The notes to the specific items of the balance sheet disclose the fair value of the related instrument if this deviates from the carrying amount. The carrying amounts of all financial instruments approximate the fair value. If the financial instrument is not recorded in the balance sheet, the information on the fair value is disclosed in the notes to the ‘Contingent rights and obligations’.

For the principles of primary financial instruments, reference is made to the recognition per balance sheet item.

Intangible fixed assets

Equipment is stated at purchase price less straight-line depreciations, calculated while taking into consideration the estimated economic life of the assets in question, and, if applicable, less impairments in value. Acquisitions in the year under review are subject to depreciation according to the proportion of the year they have been held.

Depreciation of equipment is over a period of three to five years.

Tangible fixed assets

Equipment is stated at purchase price less straight-line depreciations, calculated while taking into consideration the estimated economic life of the assets in question, and, if applicable, less impairments in value.
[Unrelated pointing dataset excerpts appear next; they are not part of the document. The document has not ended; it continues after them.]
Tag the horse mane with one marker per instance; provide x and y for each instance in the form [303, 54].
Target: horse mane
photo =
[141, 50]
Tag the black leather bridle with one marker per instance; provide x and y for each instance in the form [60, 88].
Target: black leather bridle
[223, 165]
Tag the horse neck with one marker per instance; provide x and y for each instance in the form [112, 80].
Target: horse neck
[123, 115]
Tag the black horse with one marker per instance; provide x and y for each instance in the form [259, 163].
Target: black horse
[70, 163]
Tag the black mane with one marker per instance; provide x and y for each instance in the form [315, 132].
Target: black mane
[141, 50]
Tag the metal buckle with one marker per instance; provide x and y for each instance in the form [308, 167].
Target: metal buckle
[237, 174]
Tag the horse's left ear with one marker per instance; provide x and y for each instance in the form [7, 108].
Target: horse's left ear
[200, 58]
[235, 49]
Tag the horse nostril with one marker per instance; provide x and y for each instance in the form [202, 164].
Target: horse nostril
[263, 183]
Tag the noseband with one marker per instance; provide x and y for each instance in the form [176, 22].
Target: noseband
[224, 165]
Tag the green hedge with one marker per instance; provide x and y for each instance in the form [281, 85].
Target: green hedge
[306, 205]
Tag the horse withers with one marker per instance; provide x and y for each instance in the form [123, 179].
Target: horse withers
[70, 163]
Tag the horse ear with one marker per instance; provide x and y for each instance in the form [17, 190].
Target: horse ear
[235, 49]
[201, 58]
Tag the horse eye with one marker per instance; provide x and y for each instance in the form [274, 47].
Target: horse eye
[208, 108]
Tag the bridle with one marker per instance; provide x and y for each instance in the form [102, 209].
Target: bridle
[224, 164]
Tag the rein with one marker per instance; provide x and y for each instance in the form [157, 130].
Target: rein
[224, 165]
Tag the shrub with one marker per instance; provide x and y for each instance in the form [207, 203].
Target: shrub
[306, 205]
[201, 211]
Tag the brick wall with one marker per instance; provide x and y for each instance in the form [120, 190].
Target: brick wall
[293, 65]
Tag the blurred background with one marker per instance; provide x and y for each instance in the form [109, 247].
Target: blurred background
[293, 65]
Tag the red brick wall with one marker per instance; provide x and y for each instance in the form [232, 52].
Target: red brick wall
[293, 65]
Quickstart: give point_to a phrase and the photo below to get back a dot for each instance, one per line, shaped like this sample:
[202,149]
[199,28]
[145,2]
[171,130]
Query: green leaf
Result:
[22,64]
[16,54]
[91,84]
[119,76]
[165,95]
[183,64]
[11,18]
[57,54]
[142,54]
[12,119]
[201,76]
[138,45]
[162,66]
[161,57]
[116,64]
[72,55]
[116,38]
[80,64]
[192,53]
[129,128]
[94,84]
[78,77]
Acquisitions in the year under review are subject to depreciation according to the proportion of the year they have been held.

Depreciation of equipment is over a period of three to five years.

Financial fixed assets

Participations

When significant influence is exercised, associated companies are valued at net asset value. When no significant influence is exercised, associated companies are valued at cost less impairment, if applicable. With the valuation of associated companies any impairment in value is taken into account.

Current assets

Upon initial recognition the receivables are included at fair value and then valued at amortised cost. The fair value and amortised cost equal the face value. Any provision for doubtful accounts deemed necessary is deducted. These provisions are determined by individual assessment of the receivables.

Cash

The cash is valued at face value. If cash equivalents are not freely disposable, then this has been taken into account upon valuation.

Current liabilities

Upon initial recognition, the liabilities recorded are stated at fair value and then valued at amortised cost.

Management fee

The management fee is calculated based on the assets under management and project turnover.

Taxes

Corporate income tax is calculated at the applicable rate on the result for the financial year, taking into account permanent differences between profit calculated according to the financial statements and profit calculated for taxation purposes, and with which deferred tax assets (if applicable) are only valued insofar as their realisation is likely.

Notes to the cash flow statement, general principles

The cash flow statement is drawn up according to the indirect method. The funds in the cash flow statement consist of cash and cash equivalents. Cash equivalents can be considered to be highly liquid investments. Interest income and expenses are recognised in the cash flow from ordinary operations.